Tant mieux, semble-t-il, puisque le lancement de la campagne TV en juin 2005 a marqué le décollage des abonnements. La barre des 400 000abonnés a été franchie le mois dernier. Et pourtant, sur intervention du Bureau de vérification de la publicité (BVP), les téléspectateurs n'ont pu voir qu'une version édulcorée des films conçus par Christophe Coffre, Guillaume Fillion et Éric Auvinet, réalisés par Les Frères Poiraud. Dans la version TV, les scènes les plus violentes ont été supprimées.
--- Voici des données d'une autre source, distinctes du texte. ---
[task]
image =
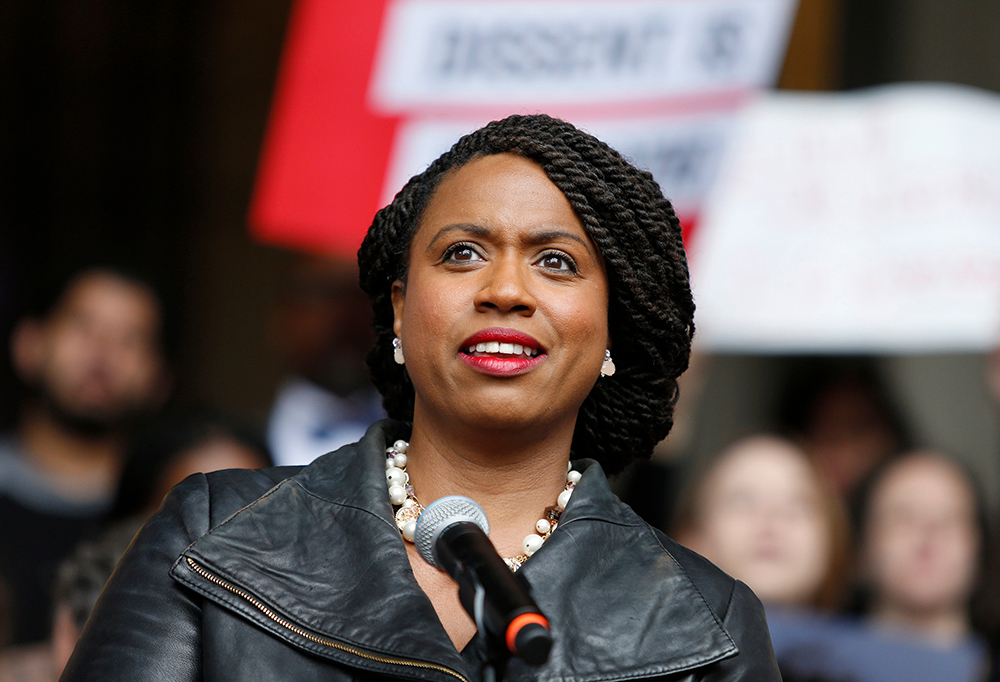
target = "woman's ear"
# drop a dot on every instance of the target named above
(398, 298)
On peut tout de même les visionner sur Internet (www.universal mobile.fr/deblok_zone/pub_tv/index.php). Ainsi, dans le film « La Tartine », le « djeune » reçoit un fer à repasser en pleine tête et sa mère l'attaque... au couteau électrique ! « Le BVP, attentif aux accidents domestiques, ne souhaitait pas que l'usage de ces ustensiles soit détourné. Ils ont disparu en TV », raconte Xavier Royaux, de Saatchi&Saatchi. Dans le film « Les Toilettes », la mère plonge la tête de son fils dans la cuvette. Dans le spot TV, cette scène a été coupée : on ne voit plus que le jeune à demi mort supplier sa mère : « Tu ne le diras pas à papa ? »
En complément de la télévision, Internet a été largement exploité. Confiée à Business interactif, la prise de parole en ligne consistait à « développer la notoriété de la marque, augmenter le trafic sur le site, qualifier une base de données, le tout dans un objectif de recrutement, résume son directeur général, Frédéric Goubet. Nous avons mis en place un dispositif relationnel faisant partager aux ados une expérience autour de la marque. » D'où la création du site « Fatal Mother », qui proposait un jeu avec dotation pour contrer la violence de la mère, avec un système d'envoi à un ami pour rejouer une partie, ainsi qu'une « Deblok Zone » avec des jeux illimités, comme le lancer de mère dans un chariot d'hypermarché, et des forums. Les dispositifs de recrutement prévoyaient de l'e-mailing vidéo avec une mécanique virale. Sur le site, le module « Ego pub » propose aussi, en laissant son profil, de participer à un tirage au sort pour avoir « sa tête dans la bannière ». Et ce n'est qu'un début... La bataille sur le marché des opérateurs mobiles virtuels, avec des concurrents comme NRJ (associé à SFR), M6 et Virgin Mobile (avec Orange) s'annonce rude.